Installation¶
This repo was tested on Python 2.7 and 3.5+ (examples are tested only on python 3.5+) and PyTorch 0.4.1/1.0.0
With pip¶
PyTorch pretrained bert can be installed with pip as follows:
pip install pytorch-transformers
From source¶
Clone the repository and instal locally:
git clone https://github.com/huggingface/pytorch-transformers.git
cd pytorch-transformers
pip install [--editable] .
Tests¶
An extensive test suite is included for the library and the example scripts. Library tests can be found in the tests folder and examples tests in the examples folder.
These tests can be run using pytest (install pytest if needed with pip install pytest).

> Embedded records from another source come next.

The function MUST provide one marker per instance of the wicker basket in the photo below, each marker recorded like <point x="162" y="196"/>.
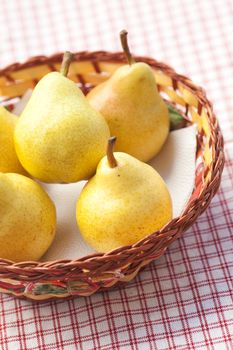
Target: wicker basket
<point x="98" y="272"/>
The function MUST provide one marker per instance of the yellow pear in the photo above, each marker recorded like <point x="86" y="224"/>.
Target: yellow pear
<point x="59" y="137"/>
<point x="134" y="110"/>
<point x="8" y="159"/>
<point x="125" y="201"/>
<point x="27" y="216"/>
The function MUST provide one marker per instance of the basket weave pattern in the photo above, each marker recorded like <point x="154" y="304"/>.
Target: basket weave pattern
<point x="85" y="276"/>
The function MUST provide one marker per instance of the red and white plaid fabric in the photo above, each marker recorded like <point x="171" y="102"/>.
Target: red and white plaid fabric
<point x="184" y="300"/>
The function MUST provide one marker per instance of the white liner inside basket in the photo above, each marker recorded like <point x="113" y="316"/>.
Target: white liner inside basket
<point x="175" y="163"/>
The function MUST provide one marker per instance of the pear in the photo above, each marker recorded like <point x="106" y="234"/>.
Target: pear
<point x="27" y="216"/>
<point x="125" y="201"/>
<point x="134" y="110"/>
<point x="8" y="159"/>
<point x="59" y="137"/>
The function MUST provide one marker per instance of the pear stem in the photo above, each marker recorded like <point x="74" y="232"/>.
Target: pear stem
<point x="111" y="159"/>
<point x="67" y="58"/>
<point x="125" y="46"/>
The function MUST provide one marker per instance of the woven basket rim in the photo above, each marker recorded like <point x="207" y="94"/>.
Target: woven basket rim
<point x="191" y="212"/>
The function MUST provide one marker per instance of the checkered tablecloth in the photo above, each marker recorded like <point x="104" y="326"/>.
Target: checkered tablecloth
<point x="184" y="300"/>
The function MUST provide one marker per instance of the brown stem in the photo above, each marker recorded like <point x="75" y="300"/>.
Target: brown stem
<point x="111" y="159"/>
<point x="67" y="58"/>
<point x="124" y="44"/>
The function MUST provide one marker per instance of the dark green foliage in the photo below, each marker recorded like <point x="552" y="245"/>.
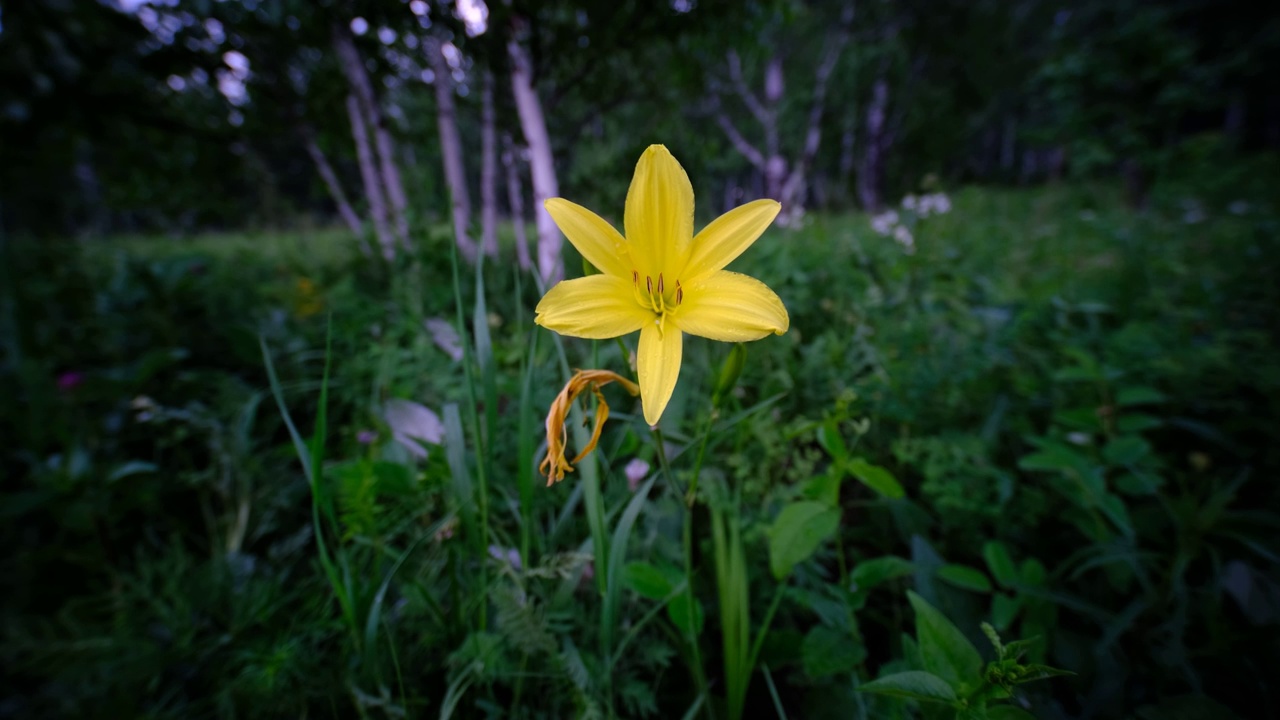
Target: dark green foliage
<point x="1054" y="418"/>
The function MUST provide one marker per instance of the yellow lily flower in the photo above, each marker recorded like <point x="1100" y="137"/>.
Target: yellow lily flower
<point x="662" y="279"/>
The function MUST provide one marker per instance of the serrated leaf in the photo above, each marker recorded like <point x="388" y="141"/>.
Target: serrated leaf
<point x="964" y="577"/>
<point x="876" y="478"/>
<point x="1138" y="396"/>
<point x="871" y="573"/>
<point x="830" y="652"/>
<point x="647" y="580"/>
<point x="914" y="684"/>
<point x="1000" y="564"/>
<point x="944" y="648"/>
<point x="798" y="532"/>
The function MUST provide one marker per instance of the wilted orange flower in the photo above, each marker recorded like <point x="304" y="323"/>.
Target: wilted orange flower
<point x="554" y="465"/>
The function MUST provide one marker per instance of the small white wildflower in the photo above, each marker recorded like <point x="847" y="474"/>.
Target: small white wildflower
<point x="885" y="222"/>
<point x="904" y="236"/>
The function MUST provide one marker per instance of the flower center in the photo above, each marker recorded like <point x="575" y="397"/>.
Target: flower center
<point x="654" y="296"/>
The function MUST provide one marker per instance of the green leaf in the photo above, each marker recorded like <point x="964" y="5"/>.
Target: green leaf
<point x="1052" y="458"/>
<point x="871" y="573"/>
<point x="913" y="684"/>
<point x="831" y="441"/>
<point x="798" y="532"/>
<point x="1137" y="423"/>
<point x="679" y="611"/>
<point x="827" y="651"/>
<point x="964" y="577"/>
<point x="1000" y="564"/>
<point x="1034" y="573"/>
<point x="1125" y="450"/>
<point x="647" y="580"/>
<point x="876" y="478"/>
<point x="1008" y="712"/>
<point x="1004" y="610"/>
<point x="944" y="648"/>
<point x="1138" y="396"/>
<point x="824" y="487"/>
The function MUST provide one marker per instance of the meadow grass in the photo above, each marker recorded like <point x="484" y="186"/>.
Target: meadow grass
<point x="1051" y="417"/>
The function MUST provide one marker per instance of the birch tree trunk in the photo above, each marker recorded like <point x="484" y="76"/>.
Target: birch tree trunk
<point x="330" y="180"/>
<point x="369" y="176"/>
<point x="516" y="199"/>
<point x="375" y="126"/>
<point x="451" y="147"/>
<point x="540" y="162"/>
<point x="872" y="167"/>
<point x="488" y="171"/>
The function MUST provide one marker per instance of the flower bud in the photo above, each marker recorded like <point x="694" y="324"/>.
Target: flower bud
<point x="730" y="370"/>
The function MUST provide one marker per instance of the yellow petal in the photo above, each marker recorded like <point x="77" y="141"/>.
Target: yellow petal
<point x="658" y="367"/>
<point x="594" y="237"/>
<point x="731" y="308"/>
<point x="659" y="214"/>
<point x="595" y="306"/>
<point x="728" y="236"/>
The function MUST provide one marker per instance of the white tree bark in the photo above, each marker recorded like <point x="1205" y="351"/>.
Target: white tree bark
<point x="384" y="154"/>
<point x="451" y="147"/>
<point x="369" y="176"/>
<point x="540" y="162"/>
<point x="339" y="199"/>
<point x="516" y="199"/>
<point x="488" y="171"/>
<point x="872" y="168"/>
<point x="782" y="181"/>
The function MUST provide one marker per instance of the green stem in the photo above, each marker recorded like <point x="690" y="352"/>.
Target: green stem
<point x="688" y="541"/>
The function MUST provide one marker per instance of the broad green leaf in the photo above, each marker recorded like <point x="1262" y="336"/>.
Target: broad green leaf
<point x="1125" y="450"/>
<point x="827" y="651"/>
<point x="876" y="478"/>
<point x="1138" y="396"/>
<point x="1004" y="610"/>
<point x="1137" y="423"/>
<point x="1008" y="712"/>
<point x="1052" y="458"/>
<point x="871" y="573"/>
<point x="679" y="613"/>
<point x="964" y="577"/>
<point x="798" y="532"/>
<point x="914" y="684"/>
<point x="831" y="441"/>
<point x="1034" y="573"/>
<point x="824" y="487"/>
<point x="647" y="580"/>
<point x="1000" y="564"/>
<point x="1114" y="507"/>
<point x="944" y="648"/>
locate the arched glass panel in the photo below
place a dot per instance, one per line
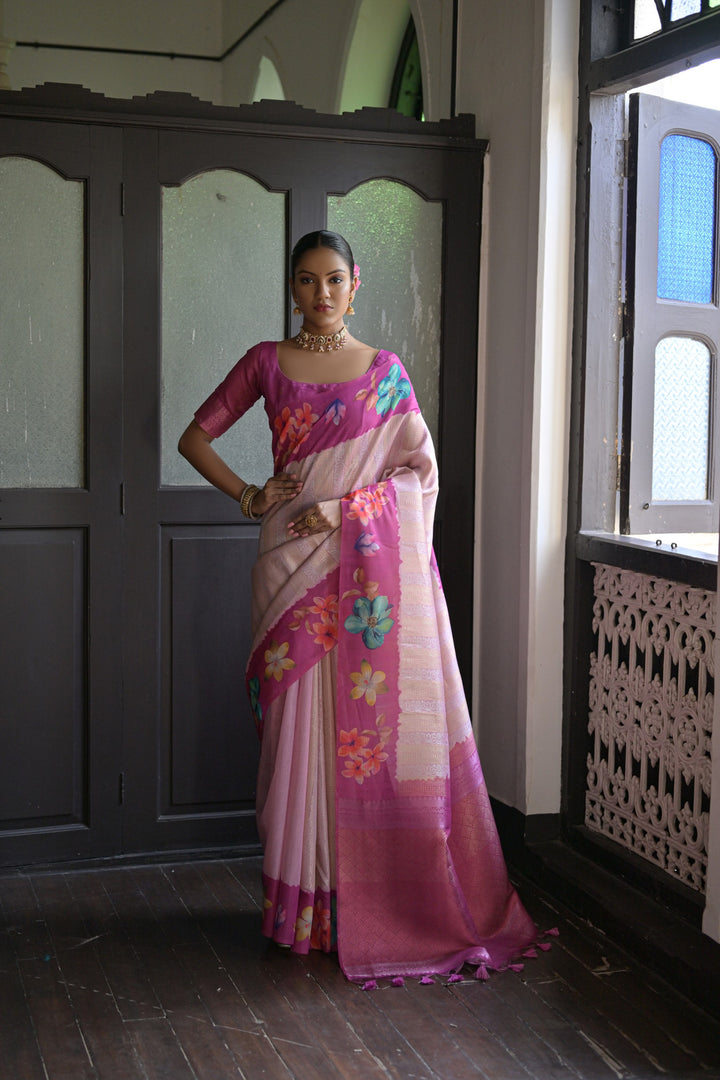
(42, 321)
(681, 420)
(396, 237)
(268, 85)
(687, 225)
(223, 285)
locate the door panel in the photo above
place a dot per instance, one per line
(42, 670)
(211, 752)
(60, 539)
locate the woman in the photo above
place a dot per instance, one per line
(370, 792)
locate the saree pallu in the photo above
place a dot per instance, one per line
(375, 819)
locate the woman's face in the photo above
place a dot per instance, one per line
(323, 287)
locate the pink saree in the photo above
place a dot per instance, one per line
(375, 819)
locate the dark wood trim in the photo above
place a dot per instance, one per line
(682, 46)
(165, 109)
(644, 556)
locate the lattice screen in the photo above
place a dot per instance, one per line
(651, 719)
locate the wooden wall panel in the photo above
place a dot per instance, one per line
(209, 743)
(42, 673)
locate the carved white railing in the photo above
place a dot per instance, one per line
(651, 719)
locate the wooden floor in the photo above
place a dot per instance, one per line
(161, 972)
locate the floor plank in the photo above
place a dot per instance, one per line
(161, 973)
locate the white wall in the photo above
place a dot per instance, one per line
(529, 53)
(308, 48)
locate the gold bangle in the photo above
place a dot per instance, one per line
(246, 500)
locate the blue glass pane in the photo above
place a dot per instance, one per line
(685, 232)
(683, 8)
(681, 420)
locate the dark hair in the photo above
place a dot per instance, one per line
(322, 239)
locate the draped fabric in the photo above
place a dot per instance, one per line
(375, 819)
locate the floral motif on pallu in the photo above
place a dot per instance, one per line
(367, 688)
(314, 926)
(392, 390)
(291, 429)
(294, 645)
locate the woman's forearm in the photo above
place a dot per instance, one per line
(194, 446)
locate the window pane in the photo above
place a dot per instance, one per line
(681, 420)
(647, 19)
(683, 8)
(42, 326)
(223, 284)
(685, 233)
(396, 237)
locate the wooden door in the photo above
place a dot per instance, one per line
(211, 204)
(60, 541)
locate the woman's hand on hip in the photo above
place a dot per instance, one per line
(279, 488)
(322, 517)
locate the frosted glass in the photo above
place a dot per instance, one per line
(223, 285)
(396, 238)
(685, 228)
(41, 326)
(647, 19)
(681, 423)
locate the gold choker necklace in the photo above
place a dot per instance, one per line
(321, 342)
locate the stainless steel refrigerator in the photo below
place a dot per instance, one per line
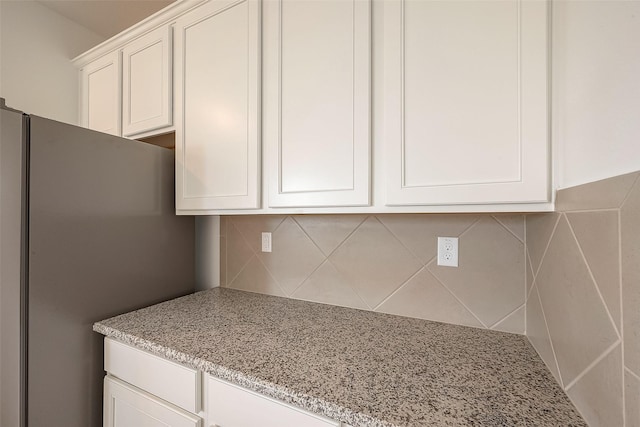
(88, 231)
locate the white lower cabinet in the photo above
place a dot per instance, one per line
(142, 389)
(128, 406)
(231, 406)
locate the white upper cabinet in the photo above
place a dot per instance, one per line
(147, 87)
(317, 102)
(101, 89)
(466, 102)
(218, 106)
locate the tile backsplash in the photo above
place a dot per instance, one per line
(583, 297)
(385, 263)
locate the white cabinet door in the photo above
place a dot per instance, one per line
(466, 101)
(317, 90)
(147, 88)
(101, 94)
(126, 406)
(231, 406)
(217, 100)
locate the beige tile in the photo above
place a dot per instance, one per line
(605, 194)
(529, 273)
(597, 234)
(539, 229)
(419, 232)
(489, 279)
(374, 262)
(630, 232)
(223, 225)
(238, 252)
(425, 298)
(255, 278)
(632, 398)
(327, 286)
(578, 323)
(513, 323)
(329, 231)
(598, 394)
(293, 258)
(514, 223)
(538, 334)
(223, 261)
(252, 226)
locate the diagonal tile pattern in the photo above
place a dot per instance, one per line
(419, 233)
(597, 235)
(578, 323)
(486, 249)
(294, 256)
(374, 262)
(596, 246)
(425, 297)
(590, 393)
(379, 262)
(329, 231)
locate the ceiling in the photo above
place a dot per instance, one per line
(106, 17)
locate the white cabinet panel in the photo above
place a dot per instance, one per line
(147, 82)
(317, 102)
(170, 381)
(101, 89)
(126, 406)
(218, 88)
(466, 102)
(231, 406)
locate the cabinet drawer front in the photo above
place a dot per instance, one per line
(233, 406)
(167, 380)
(124, 406)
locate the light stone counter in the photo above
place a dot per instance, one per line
(359, 367)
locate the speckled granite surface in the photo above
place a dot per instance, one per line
(359, 367)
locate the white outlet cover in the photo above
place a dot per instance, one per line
(448, 251)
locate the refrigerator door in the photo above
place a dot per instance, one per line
(11, 168)
(103, 239)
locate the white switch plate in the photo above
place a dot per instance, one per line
(266, 242)
(448, 251)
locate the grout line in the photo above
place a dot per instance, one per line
(473, 224)
(626, 197)
(553, 350)
(593, 279)
(527, 267)
(398, 288)
(272, 276)
(590, 210)
(309, 237)
(505, 317)
(339, 244)
(458, 299)
(620, 288)
(230, 281)
(401, 242)
(544, 253)
(281, 222)
(309, 276)
(507, 228)
(532, 275)
(633, 374)
(593, 364)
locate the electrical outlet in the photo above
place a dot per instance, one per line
(266, 242)
(448, 251)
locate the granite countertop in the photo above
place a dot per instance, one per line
(354, 366)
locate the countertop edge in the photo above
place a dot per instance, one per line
(309, 403)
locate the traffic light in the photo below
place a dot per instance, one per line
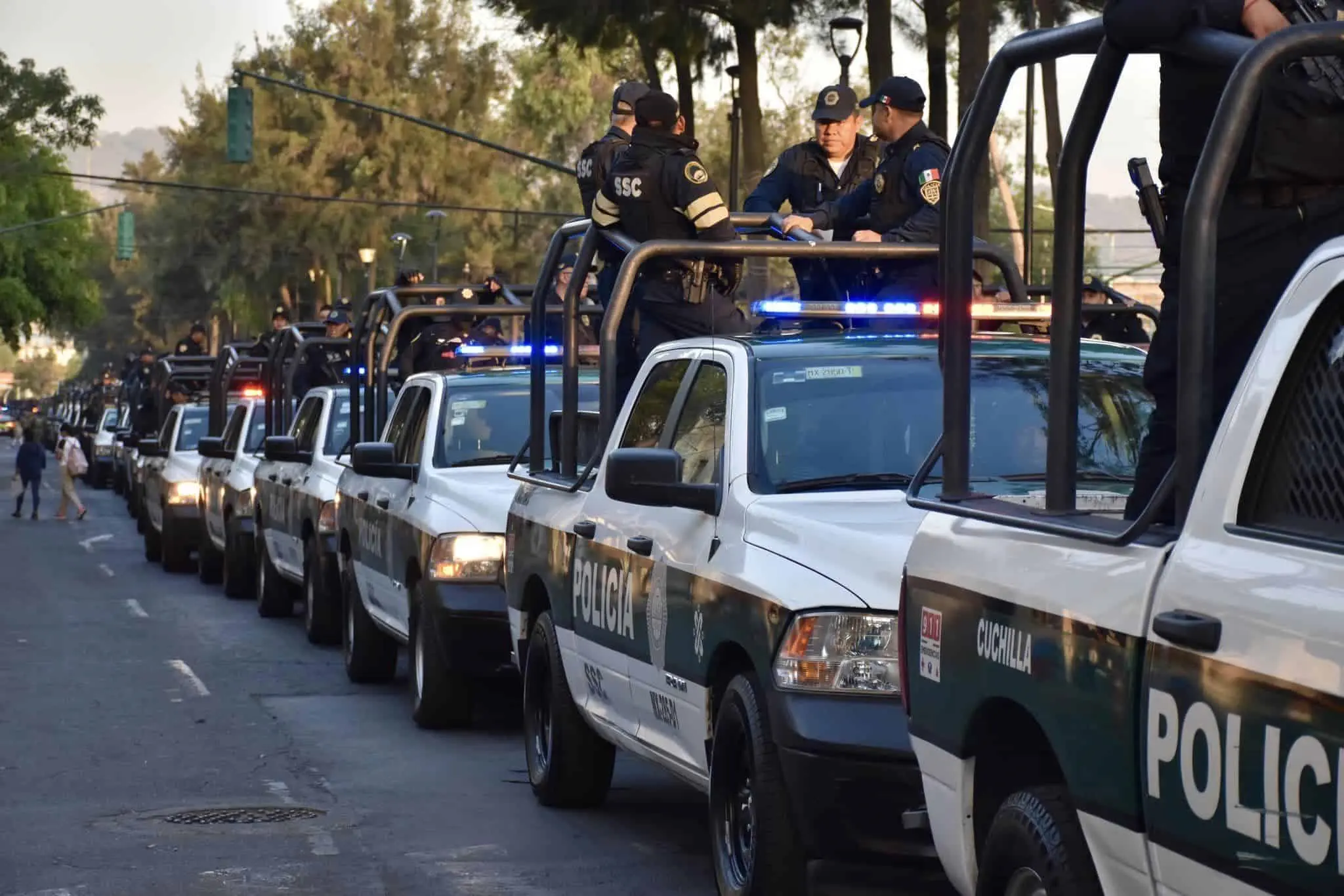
(125, 235)
(240, 124)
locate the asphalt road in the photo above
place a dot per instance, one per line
(128, 695)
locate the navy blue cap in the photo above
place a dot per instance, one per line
(897, 92)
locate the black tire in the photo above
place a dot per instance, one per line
(210, 565)
(274, 598)
(154, 547)
(566, 762)
(238, 574)
(370, 655)
(441, 697)
(1035, 838)
(756, 847)
(322, 614)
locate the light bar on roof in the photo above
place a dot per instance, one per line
(906, 308)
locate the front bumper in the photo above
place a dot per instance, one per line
(854, 786)
(472, 625)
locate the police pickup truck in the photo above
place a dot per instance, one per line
(1150, 706)
(421, 524)
(719, 598)
(295, 514)
(228, 468)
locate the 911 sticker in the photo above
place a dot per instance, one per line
(931, 644)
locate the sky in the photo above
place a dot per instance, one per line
(140, 54)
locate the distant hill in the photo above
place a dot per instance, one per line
(114, 151)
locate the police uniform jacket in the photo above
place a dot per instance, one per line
(901, 202)
(803, 176)
(596, 163)
(660, 190)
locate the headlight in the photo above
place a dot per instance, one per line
(467, 558)
(183, 492)
(327, 518)
(841, 653)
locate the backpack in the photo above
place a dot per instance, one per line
(75, 461)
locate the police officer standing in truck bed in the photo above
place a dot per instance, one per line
(660, 190)
(1285, 199)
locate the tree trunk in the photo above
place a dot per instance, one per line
(936, 52)
(1019, 243)
(973, 46)
(684, 88)
(1050, 89)
(878, 43)
(650, 57)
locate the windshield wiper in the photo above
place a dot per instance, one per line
(1083, 476)
(897, 480)
(486, 461)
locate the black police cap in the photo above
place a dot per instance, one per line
(656, 109)
(897, 92)
(835, 104)
(625, 97)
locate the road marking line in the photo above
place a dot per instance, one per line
(88, 543)
(190, 679)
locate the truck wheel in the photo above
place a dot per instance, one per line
(756, 848)
(274, 600)
(322, 614)
(211, 563)
(154, 547)
(370, 655)
(238, 574)
(440, 696)
(1035, 848)
(566, 762)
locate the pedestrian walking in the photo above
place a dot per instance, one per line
(73, 462)
(29, 465)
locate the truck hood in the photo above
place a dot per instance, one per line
(856, 539)
(480, 495)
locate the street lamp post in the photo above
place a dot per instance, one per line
(736, 142)
(437, 216)
(846, 33)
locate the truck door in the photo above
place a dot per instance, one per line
(610, 578)
(1244, 699)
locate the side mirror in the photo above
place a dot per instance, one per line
(379, 461)
(652, 478)
(280, 448)
(213, 446)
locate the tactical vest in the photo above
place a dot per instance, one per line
(892, 199)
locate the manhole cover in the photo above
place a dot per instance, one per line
(246, 816)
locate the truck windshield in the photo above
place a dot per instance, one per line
(195, 422)
(869, 422)
(488, 424)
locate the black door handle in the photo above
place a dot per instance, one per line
(1190, 629)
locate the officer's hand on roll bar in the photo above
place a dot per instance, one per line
(795, 228)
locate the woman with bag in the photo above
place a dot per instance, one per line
(29, 468)
(73, 462)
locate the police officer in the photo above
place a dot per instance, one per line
(901, 202)
(818, 171)
(660, 190)
(323, 365)
(195, 342)
(1282, 201)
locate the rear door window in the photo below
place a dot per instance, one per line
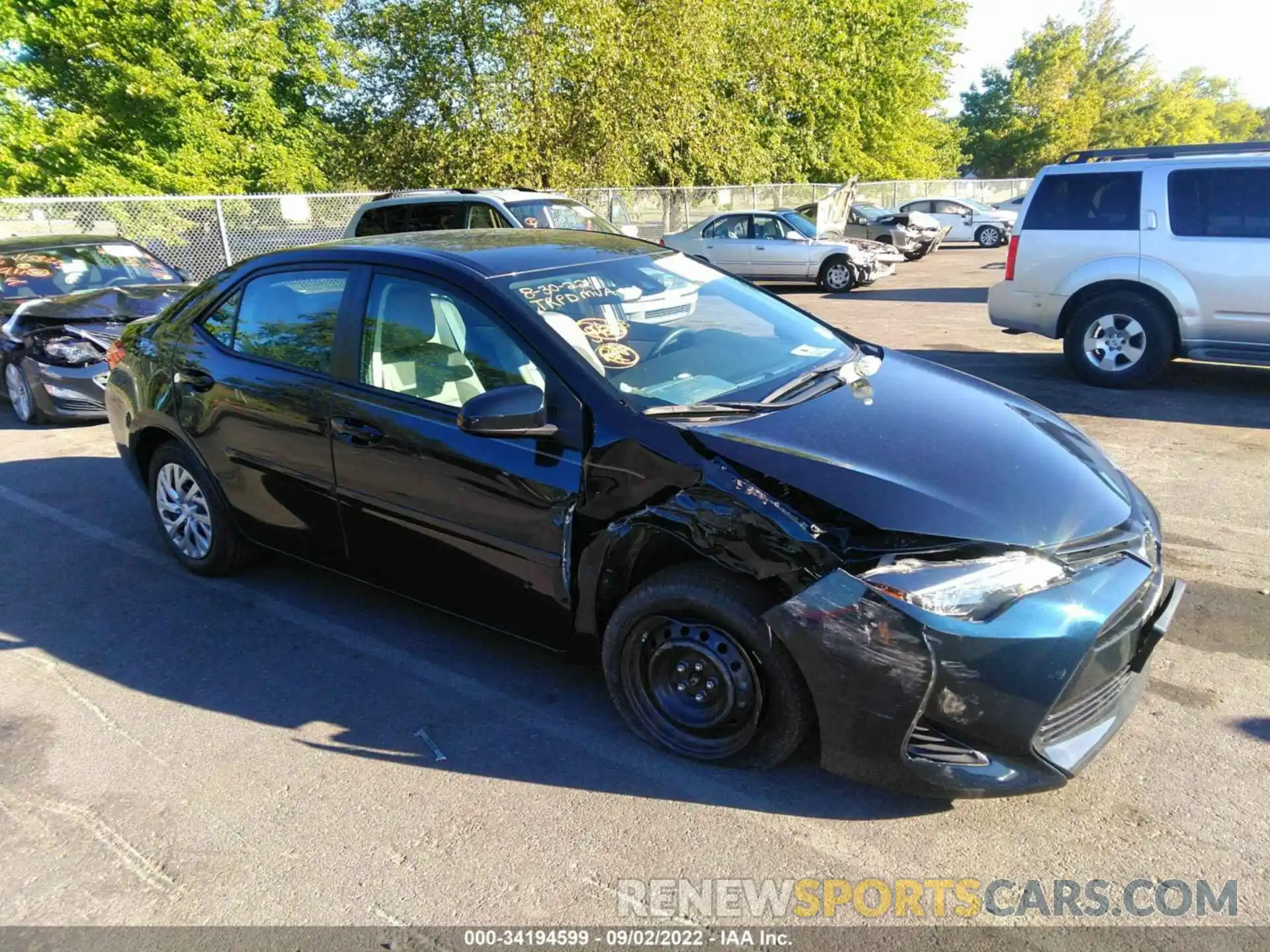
(1086, 202)
(1220, 202)
(287, 317)
(730, 226)
(486, 216)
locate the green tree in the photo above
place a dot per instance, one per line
(571, 93)
(1087, 87)
(117, 97)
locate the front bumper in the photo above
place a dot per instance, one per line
(952, 709)
(67, 393)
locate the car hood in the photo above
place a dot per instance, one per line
(920, 448)
(99, 306)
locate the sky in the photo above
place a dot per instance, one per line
(1224, 37)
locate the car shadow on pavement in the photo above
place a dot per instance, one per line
(1218, 395)
(349, 670)
(1256, 728)
(940, 296)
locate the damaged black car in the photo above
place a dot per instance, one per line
(771, 532)
(64, 301)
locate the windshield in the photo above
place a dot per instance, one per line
(802, 223)
(669, 331)
(559, 214)
(872, 211)
(48, 272)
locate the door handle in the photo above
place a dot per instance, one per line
(355, 432)
(194, 379)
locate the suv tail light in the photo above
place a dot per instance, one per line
(1011, 257)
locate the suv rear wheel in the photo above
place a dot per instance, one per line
(1119, 340)
(990, 237)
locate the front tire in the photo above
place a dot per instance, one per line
(190, 513)
(21, 397)
(693, 668)
(837, 276)
(1119, 340)
(990, 237)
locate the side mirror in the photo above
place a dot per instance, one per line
(507, 412)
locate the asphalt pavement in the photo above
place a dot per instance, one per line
(290, 746)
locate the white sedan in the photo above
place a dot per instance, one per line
(779, 245)
(967, 219)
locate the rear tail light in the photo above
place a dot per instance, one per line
(1011, 257)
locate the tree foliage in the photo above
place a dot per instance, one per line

You can run the tests from the root of the cloned repository with the commands:
python -m pytest -sv ./pytorch_transformers/tests/
python -m pytest -sv ./examples/
OpenAI GPT original tokenization workflow¶
If you want to reproduce the original tokenization process of the OpenAI GPT
paper, you will need to install ftfy
(limit to version 4.4.3 if you are using Python 2) and SpaCy
:
pip install spacy ftfy==4.4.3
python -m spacy download en
If you don’t install ftfy
and SpaCy
, the OpenAI GPT
tokenizer will default to tokenize using BERT’s BasicTokenizer
followed by Byte-Pair Encoding (which should be fine for most usage, don’t worry).